While Britt Reid was a graduate assistant under Rhule, who was offensive coordinator, for the 2010 & 2011 season, his younger brother Spencer was a redshirt freshman running back – obviously, the Reid brothers liked what they saw in Rhule, who had started at Temple as defensive line coach before flipping over to the offensive side of the ball.
“My son just kept saying, ‘this guy is an unbelievable football coach, he’s so smart, he knows both sides of the ball, he can coach anything and I’m just telling you, he’s a star down the road,'” recounted the Chiefs coach. “I go, ‘OK, I want this guy,’ but at the time I had a good staff and I didn’t have room to bring somebody in. There was just no space, period. Or I would have brought him in.”

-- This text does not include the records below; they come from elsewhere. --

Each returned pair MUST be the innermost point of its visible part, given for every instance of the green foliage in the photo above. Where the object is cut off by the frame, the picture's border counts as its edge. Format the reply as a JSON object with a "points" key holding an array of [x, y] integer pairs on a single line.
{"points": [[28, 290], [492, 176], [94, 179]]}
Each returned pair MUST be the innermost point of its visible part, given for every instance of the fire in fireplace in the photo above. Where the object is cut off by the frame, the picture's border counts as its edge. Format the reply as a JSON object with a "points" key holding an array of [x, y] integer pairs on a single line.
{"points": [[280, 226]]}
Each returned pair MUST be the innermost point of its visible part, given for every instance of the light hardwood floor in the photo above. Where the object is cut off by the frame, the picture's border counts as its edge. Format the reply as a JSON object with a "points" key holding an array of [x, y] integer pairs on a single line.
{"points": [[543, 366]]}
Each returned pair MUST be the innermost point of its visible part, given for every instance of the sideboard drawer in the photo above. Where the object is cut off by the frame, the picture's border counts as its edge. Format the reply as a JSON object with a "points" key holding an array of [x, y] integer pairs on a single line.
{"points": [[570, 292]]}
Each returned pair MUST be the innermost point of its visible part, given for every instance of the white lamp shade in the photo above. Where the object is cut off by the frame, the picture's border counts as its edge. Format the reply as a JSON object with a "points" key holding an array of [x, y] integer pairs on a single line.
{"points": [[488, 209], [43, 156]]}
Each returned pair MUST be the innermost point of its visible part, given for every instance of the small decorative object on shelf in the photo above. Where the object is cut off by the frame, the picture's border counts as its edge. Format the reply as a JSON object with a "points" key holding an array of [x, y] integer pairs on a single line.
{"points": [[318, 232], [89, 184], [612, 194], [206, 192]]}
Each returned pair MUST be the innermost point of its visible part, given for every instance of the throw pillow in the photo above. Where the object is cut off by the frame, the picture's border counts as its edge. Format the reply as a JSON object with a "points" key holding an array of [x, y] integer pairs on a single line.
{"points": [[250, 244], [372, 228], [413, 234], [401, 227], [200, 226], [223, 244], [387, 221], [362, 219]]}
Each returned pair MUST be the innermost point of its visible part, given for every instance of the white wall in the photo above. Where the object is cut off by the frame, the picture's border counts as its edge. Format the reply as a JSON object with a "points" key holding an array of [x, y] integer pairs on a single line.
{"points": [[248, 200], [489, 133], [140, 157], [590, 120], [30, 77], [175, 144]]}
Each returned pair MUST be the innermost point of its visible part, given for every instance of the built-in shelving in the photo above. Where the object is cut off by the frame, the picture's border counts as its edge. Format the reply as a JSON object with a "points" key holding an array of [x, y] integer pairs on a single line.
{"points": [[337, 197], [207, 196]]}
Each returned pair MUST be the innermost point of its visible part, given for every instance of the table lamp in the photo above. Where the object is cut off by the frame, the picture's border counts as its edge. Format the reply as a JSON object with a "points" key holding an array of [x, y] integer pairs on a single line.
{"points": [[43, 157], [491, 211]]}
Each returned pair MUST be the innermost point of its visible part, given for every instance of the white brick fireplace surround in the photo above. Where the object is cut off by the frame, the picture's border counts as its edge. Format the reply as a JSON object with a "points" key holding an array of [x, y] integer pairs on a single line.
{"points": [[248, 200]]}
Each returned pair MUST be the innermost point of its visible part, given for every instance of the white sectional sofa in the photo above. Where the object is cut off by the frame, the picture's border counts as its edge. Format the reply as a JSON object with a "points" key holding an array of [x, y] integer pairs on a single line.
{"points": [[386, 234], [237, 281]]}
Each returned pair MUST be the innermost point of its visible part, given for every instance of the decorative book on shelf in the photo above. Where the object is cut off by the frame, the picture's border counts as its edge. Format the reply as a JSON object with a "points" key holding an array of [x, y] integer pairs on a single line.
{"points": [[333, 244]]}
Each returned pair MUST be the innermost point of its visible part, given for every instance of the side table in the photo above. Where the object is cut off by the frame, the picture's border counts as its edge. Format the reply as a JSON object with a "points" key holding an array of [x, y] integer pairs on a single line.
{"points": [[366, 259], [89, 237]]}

Rhule instead joined Tom Coughlin’s staff with the New York Giants as assistant offensive line coach in 2012 – which meant Reid would have to see Rhule on the opposite sideline coaching a division rival twice that season.
“I’m going, ‘Dog gone, that’s not where we wanted him to go’ – but he sure got good experience from Coach Coughlin.”
Rhule says Britt did a tremendous job with him at Temple and the elder Reid has always been “fantastic” to both Rhule and his family; the Panthers head coach has tried to emulate Reid’s “legendary” work ethic as well as his consistency – Rhule has often said that he wants his team to practice and play the same whether they’re winning or losing – as he builds a culture here in Carolina.
He jokes that he was pushing Britt Reid to get him a job on his fathers’ staff in Philadelphia.
“The opportunity to have coached under Coach Reid would have been something that any young coach would want,” said Rhule. “The one thing I’ve always taken away….he never panicked, he never changed things up whether they won or they lost. The plan is the plan, the process is the process.”
“That’s the message that I personally took away from my time around him that I’ve tried to apply.”
Reid, one of the most successful head coaches in NFL history whose disciples include John Harbaugh, Sean McDermott and former Panthers coach Ron Rivera, says he’s already been impressed with what Rhule’s brought to the Panthers.
“He’s got great energy,” said Reid. “He’s smart, demanding – all of those things. And he’s honest…he’s not going to tell you stories. And normally, that gives you opportunities to last a while in this league.”
Now the two will square off on Sunday.